心筋などの心臓組織が、例えば心臓発作で損傷した場合、幹細胞を動員して修復することができる。しかし、心臓には修復が完了する前に幹細胞へのシグナル伝達を停止する傾向があると考えられている。その結果、損傷組織の修復が部分的なものにとどまり、これが心臓への負担となって心臓をさらに激しく非効率的に働かせることになり、ひいては心臓になおも有害な作用をもたらす可能性がある。さらに、現在用いられている損傷組織に幹細胞を注射する治療法は、注射した幹細胞の生存率が低いことにより複雑なものとなっている。

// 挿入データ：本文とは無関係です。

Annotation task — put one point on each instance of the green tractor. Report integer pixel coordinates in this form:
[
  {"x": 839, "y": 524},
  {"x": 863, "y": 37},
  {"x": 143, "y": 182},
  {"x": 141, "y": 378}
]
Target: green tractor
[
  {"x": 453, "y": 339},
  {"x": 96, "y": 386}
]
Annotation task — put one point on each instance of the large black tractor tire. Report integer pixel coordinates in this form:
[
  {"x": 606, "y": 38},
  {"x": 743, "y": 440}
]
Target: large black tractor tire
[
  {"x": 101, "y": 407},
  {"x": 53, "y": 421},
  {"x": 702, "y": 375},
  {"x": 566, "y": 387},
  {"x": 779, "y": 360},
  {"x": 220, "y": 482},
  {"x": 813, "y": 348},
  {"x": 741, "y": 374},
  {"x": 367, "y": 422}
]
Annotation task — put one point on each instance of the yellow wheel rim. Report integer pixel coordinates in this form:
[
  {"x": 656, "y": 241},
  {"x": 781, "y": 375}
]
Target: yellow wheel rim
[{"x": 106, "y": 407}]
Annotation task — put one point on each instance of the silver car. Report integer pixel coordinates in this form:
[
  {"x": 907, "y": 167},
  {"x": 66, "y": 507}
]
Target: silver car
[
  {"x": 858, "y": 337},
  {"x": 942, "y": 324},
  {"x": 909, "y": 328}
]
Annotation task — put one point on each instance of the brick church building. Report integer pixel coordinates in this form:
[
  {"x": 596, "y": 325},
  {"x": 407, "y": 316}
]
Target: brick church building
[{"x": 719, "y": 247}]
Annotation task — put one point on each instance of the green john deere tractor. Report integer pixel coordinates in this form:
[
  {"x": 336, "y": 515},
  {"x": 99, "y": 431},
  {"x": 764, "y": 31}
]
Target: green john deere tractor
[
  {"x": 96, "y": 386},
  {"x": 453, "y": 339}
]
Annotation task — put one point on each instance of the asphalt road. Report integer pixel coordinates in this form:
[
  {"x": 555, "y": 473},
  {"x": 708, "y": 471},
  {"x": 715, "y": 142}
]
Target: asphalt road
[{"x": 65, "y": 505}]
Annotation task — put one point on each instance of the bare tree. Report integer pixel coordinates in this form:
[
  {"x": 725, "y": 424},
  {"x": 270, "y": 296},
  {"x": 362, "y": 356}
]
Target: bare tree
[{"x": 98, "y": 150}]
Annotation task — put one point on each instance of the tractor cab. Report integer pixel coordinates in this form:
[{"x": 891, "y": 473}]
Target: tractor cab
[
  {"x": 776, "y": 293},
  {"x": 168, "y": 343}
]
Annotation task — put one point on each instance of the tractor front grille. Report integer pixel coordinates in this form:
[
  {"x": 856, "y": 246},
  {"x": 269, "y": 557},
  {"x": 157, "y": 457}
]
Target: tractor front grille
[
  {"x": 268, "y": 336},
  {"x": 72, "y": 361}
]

本発明は部分的には、羊膜などの改変胎盤組織または胎盤組織抽出物を含む十分な量の組成物を患者の罹患または損傷した心臓組織に近接させて適用することにより、外因性の治療法がもたらされることに加えて、驚くべきことに、罹患または損傷した身体部位に直接的または間接的な幹細胞動員を誘発することにより内因性の治療効果ももたらされ、これにより二元的な治療効果が得られるという発見に基づくものである。胎盤組織の場合、改変胎盤組織を罹患または損傷した心臓組織に投与することが、物理的治療および/または望ましくない組織癒着を防止する障壁をもたらすことに加えて、幹細胞動員の効率を向上させることによって内因性の効果を誘導し、かつ/または心臓自体が幹細胞を動員できない場合にこれを動員することが考えられる。さらに、改変胎盤組織または抽出物が幹細胞動員の誘導とは別に、またはこれと組み合わさって、罹患または損傷した組織に成長因子および/または血管新生誘導因子をもたらすことにより、罹患または損傷した組織の増殖および治癒を刺激することが考えられる。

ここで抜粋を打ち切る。